Fecho, neste ponto, a
citação. E a comento de maneira sumária.
Em primeiro lugar, a técnica do
processo que, segundo Kardec, se promove pela "mistura dos fluidos"
perispirituais do manifestante com os médium. Em seguida, a nítida definição de
atribuições, responsabilidade e limitações e, finalmente, o fato de que, como
vimos há pouco, em Kardec o médium audiente não deve ser confundido com o psicofônico.

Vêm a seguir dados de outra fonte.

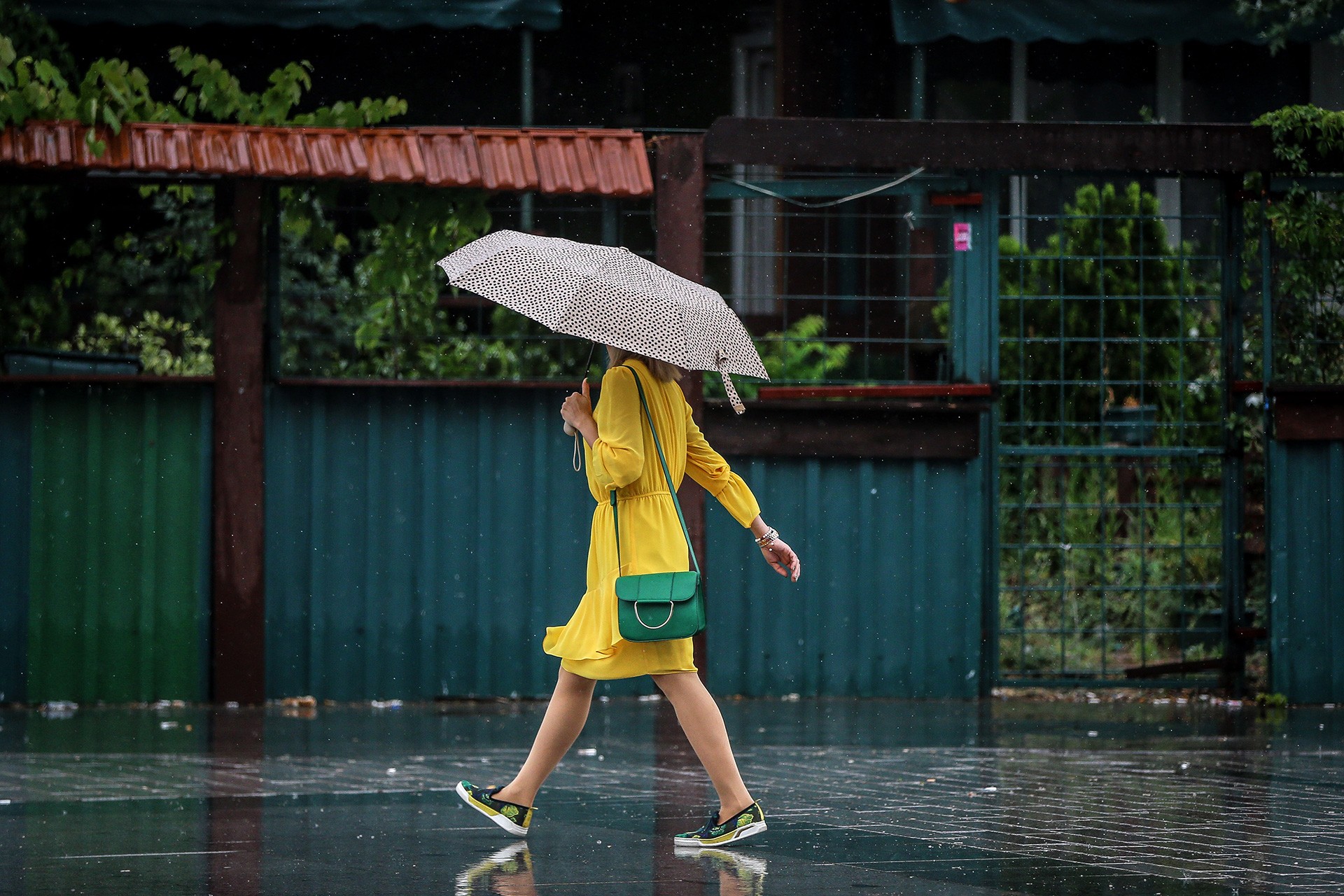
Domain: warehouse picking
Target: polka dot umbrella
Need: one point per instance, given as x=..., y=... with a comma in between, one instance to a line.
x=610, y=296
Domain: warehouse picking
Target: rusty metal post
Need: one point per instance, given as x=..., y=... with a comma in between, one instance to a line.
x=679, y=223
x=238, y=546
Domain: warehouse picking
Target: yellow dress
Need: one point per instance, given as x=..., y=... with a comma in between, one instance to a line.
x=624, y=458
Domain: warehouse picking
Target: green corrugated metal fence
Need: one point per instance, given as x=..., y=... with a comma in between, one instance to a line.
x=14, y=542
x=890, y=597
x=1307, y=570
x=419, y=540
x=116, y=520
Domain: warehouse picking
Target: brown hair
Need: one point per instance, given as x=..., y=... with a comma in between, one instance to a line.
x=662, y=370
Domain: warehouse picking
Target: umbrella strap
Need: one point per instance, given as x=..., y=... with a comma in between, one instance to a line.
x=616, y=522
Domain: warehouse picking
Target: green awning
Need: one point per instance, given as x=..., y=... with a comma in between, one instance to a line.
x=1070, y=20
x=304, y=14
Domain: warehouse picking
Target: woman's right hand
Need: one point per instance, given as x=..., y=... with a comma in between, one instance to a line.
x=783, y=558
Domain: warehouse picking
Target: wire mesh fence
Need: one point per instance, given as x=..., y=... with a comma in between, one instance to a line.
x=1110, y=440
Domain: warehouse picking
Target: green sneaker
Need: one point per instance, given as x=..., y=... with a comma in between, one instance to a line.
x=511, y=817
x=748, y=822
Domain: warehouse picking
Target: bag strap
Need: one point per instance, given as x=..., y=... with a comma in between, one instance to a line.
x=616, y=520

Um repete que ouve, o outro empresta seu corpo para que o próprio manifestante
fale por ele, manipulando centros que comandam a fala. Num caso, há (ou pode
haver censura prévia, uma interferência deliberada e voluntária do médium no
teor da comunicação. No outro, a censura também pode (e deve) ocorrer, mas pelo
processo de seleção direta de palavras mas por um bloqueio psicológico e mais
sutil. Diríamos que, no primeiro caso, é uma peneiragem, no segundo o processo
é de filtragem. Em ambos o médium dispõe de recursos para policiar o que flui
através da sua instrumentação.
A interpenetração de
fluidos a que alude Kardec, ocorre, segundo Boddington, quando a aura do médium
e a do espírito se tocam - conceito semelhante ao formulado por Regina, que diz
que "as auras se unem". Em verdade, a aura é uma extensão do
perispírito, irradiando-se até uma distância de alguns centímetros além dos
limites do corpo físico encarnado. No seu excelente livro The Human Aura, hoje
injustamente esquecido, o dr. Killner estuda com minúcias a aura, os fenômenos
que produz e as modificações que apresenta, em conjunção com as eventuais
disfunções orgânicas da pessoa.
Escreve Boddington:
É fato bem
estabelecido que, a não ser que o magnetismo se misture harmoniosamente com o
dos sensitivos, eles não podem fazer sentir suas presenças. (Boddington. Harry.
1948).
Mais adiante em seu
livro, Boddington volta ao assunto. Aliás, a aura é um de seus temas
prediletos, a julgar pelas inúmeras referências esparsas, além de um capítulo
especialmente dedicado ao assunto na sua obra University of spiritualism. Acha
ele que até o tipo da mediunidade é determinado pela qualidade específica da
aura e esta, pelo tipo psicológico do indivíduo, bem como por suas emoções.
Vejamos:
Indivíduos sujeitos a
estados de transe profundo são as pessoas mais práticas e objetivas, sem a
menor ambição por se projetarem dessa maneira, O transe inconsciente ocorre com
menor frequencia àqueles que pensam rápido e que, aparentemente, não possuem a
qualidade especial de aura através da qual o estado de transe se torne
possível. (Idem)
Isto faz sentido,
quando nos lembramos de que certas faculdades mediúnicas acham-se conjugadas
com outras tantas disposições orgânicas, como os médiuns de efeitos físicos
(cura, materialização, transporte, etc.), são os que têm condições de produzir
e movimentar maiores quantidades de ectoplasma.